FROM THIS EPISODE
When does eating become punishment? As more chefs move to lengthy fixed menus with bills that might very well cost your monthly rent, the decision to dine at restaurants with tasting menus has become a difficult one. Esquire's food and drinks editor, Jeff Gordinier, looks at the pros and cons of tasting menus in his recent article, “Tasting menus are bullsh*t (except when they’re not).”
Now, onto one of our favorite tools in the kitchen: the trusty cast-iron skillet. Cook and food writer Charlotte Druckman waxes poetic about these incredibly versatile and practically indestructible pans in her new cookbook, “Stir, Bake, Sizzle.” Try your hand at her pistachio-cherry Danish recipe on the Good Food blog.

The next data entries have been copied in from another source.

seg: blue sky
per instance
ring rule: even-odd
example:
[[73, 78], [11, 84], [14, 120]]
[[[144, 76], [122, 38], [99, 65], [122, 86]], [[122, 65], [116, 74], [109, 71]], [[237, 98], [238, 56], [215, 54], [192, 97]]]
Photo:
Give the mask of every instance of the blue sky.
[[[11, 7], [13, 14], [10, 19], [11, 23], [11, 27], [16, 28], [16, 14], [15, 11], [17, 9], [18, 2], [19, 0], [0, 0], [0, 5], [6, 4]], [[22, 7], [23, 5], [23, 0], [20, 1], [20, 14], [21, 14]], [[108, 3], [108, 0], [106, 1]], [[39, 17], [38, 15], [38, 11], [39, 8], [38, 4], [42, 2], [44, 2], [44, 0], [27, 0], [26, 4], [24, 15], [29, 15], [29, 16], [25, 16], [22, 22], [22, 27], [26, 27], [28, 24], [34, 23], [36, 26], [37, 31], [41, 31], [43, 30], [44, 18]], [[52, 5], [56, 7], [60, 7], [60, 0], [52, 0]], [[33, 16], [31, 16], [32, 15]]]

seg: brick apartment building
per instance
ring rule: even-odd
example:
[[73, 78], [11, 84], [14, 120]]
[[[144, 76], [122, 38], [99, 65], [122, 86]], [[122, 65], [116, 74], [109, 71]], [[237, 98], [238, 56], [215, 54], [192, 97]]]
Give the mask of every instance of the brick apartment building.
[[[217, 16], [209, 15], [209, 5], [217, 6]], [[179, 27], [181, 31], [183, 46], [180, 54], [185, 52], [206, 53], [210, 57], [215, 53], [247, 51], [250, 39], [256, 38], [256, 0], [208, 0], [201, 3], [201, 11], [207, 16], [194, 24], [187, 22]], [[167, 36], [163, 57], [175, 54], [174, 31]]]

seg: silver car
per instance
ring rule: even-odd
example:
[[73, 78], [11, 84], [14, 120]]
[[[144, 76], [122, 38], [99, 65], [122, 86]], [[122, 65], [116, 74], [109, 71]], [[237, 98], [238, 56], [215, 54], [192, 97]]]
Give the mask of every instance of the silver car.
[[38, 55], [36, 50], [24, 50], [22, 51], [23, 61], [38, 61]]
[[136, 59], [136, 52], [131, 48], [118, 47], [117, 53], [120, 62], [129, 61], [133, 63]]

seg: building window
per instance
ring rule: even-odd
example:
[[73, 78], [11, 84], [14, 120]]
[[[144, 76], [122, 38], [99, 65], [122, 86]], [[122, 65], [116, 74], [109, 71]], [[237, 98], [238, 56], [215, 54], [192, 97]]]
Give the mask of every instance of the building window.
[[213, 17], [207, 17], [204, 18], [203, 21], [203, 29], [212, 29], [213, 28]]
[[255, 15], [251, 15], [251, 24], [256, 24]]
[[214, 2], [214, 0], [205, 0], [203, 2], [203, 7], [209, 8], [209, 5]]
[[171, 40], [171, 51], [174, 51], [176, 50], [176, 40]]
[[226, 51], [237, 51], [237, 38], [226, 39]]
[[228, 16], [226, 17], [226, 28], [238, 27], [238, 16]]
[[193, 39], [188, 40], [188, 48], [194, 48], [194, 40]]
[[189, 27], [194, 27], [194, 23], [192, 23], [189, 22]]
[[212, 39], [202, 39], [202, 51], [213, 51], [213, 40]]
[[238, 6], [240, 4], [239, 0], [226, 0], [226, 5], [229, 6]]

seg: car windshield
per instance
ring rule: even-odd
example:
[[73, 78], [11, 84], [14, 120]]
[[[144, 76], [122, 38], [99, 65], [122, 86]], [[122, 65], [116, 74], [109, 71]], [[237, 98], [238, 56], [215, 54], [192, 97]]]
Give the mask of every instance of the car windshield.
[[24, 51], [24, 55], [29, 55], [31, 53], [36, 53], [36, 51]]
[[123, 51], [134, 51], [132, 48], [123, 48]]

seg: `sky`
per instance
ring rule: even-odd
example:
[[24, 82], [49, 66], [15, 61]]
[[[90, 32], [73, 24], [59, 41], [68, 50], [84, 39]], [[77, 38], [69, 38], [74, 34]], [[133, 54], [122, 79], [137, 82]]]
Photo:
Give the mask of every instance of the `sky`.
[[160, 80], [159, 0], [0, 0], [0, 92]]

This week, our favorite food critic, Jonathan Gold, experiences an existential moment while munching on toasted anchovies and salted peanuts at Irenia in Santa Ana. Named after chef-owner Ryan Garlitos’ grandmother, Irenia gives eaters a “Pinoy-California” taste of traditional Filipino dishes like tamarind-soured sinigang made from pork broth and cauliflower kare kare, using fresh ingredients sourced from local farmers markets. Tune in for more of Jonathan’s recommendations, or get the full review on the LA Times website.
Irenia’s toasted anchovies served with sukang sili and herbs. (Photo by Ed Olen)
Irenia: 400 North Broadway, Santa Ana, CA 92701 | (657) 245-3466
The terroir at Ava Winery boasts neither nutrient-rich soil nor a mesoclimate, but rather test tubes and Bunsen burners. That’s because the synthetic wines are produced in their San Francisco lab without a single grape. It’s enough to make Bacchus’ (and Evan’s) heads roll. Co-founder Alec Lee explains the science behind their grapeless wines.
For a full decade, Shane Mitchell travelled around the world with photographer James Fisher to gather stories for “Far Afield: Rare Food Encounters from Around the World.” Mitchell joins us to discuss the people she encountered and the foods she tasted for the book.